Menyikapi hal tersebut Ketua DPD Partai Demokrat Sumsel, Ir H Ishak Mekki MM mengucap syukur kepada Allah atas sikap pemerintah melalui Kemenkumham menolak pengesahan hasil KLB Deliserdang tersebut. Dengan demikian, kepengurusan yang resmi partai Demokrat adalah di bawah Ketua Umum (Ketum) Agus Harimurti Yudhoyono (AHY).

“Selaku Ketua DPD Partai Demokrat Sumsel saya bersyukur kepada Allah, sebab apa yang telah diupayakan dan diperjuangkan selama ini dikabulkan,” kata Ishak Mekki.

Anggota DPR RI ini menilai putusan Menkumham menolak kepengurusan Moeldoko tersebut, menunjukkan di negara Indonesia masih ada keadilan dan pemerintah bekerja secara profesional.

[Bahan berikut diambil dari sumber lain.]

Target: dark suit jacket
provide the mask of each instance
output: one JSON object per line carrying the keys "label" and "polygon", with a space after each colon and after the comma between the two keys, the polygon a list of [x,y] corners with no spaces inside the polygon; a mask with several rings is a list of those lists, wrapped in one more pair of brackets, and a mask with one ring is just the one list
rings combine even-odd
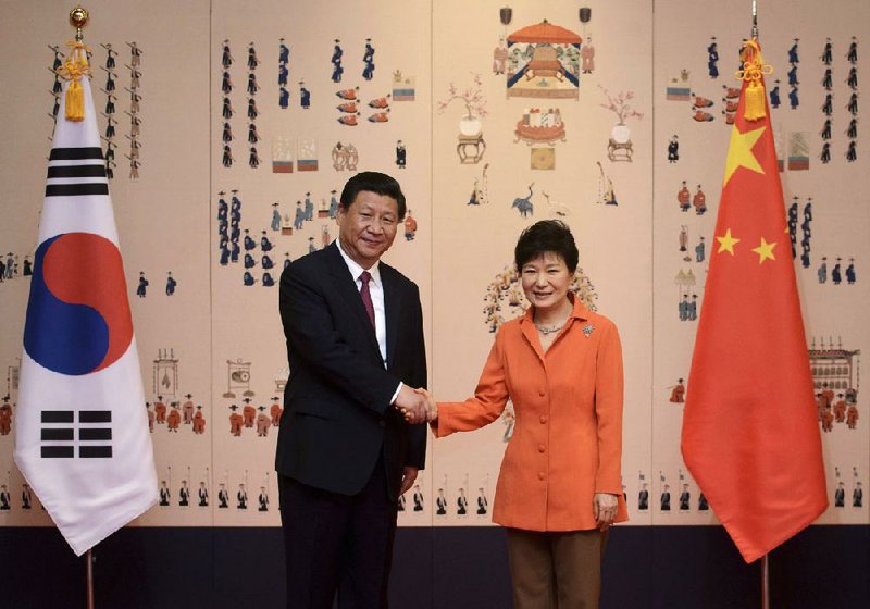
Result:
{"label": "dark suit jacket", "polygon": [[390,406],[399,381],[426,385],[423,313],[417,285],[381,263],[387,331],[384,368],[374,328],[337,245],[299,258],[281,275],[281,319],[290,376],[284,391],[275,469],[332,493],[353,495],[383,452],[388,490],[402,468],[423,469],[425,424]]}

“Ini sesuai dengan janji Presiden Jokowi, jika jajarannya akan bekerja sesuai hukum yang berlaku,” bebernya.

Mantan Wakil Gubernur Sumsel ini pun meminta jajaran pengurus dan kader Demokrat di Sumsel untuk tidak melakukan hal- hal yang berlebihan atas putusan Menkumham tersebut.

“Tapi kejadian ini merupakan prahara yang harus dikenang oleh seluruh kader Partai Demokrat, dan dari upaya pihak-pihak yang ingin melakukan kudeta terhadap Ketum AHY dapat diambil hikmahnya dalam bentuk kesolidan, kekompakan dan bersatunya para kader. Ke depan, dengan ujian yang dapat dilalui ini, Partai Demokrat bisa besar dan jaya,” kata Ishak.

Ditambahkan Ishak Mekki, pihaknya sendiri tetap akan menerima kader yang sempat membelot, untuk kembali bersatu dengan niat membesarkan partai Demokrat di Sumsel.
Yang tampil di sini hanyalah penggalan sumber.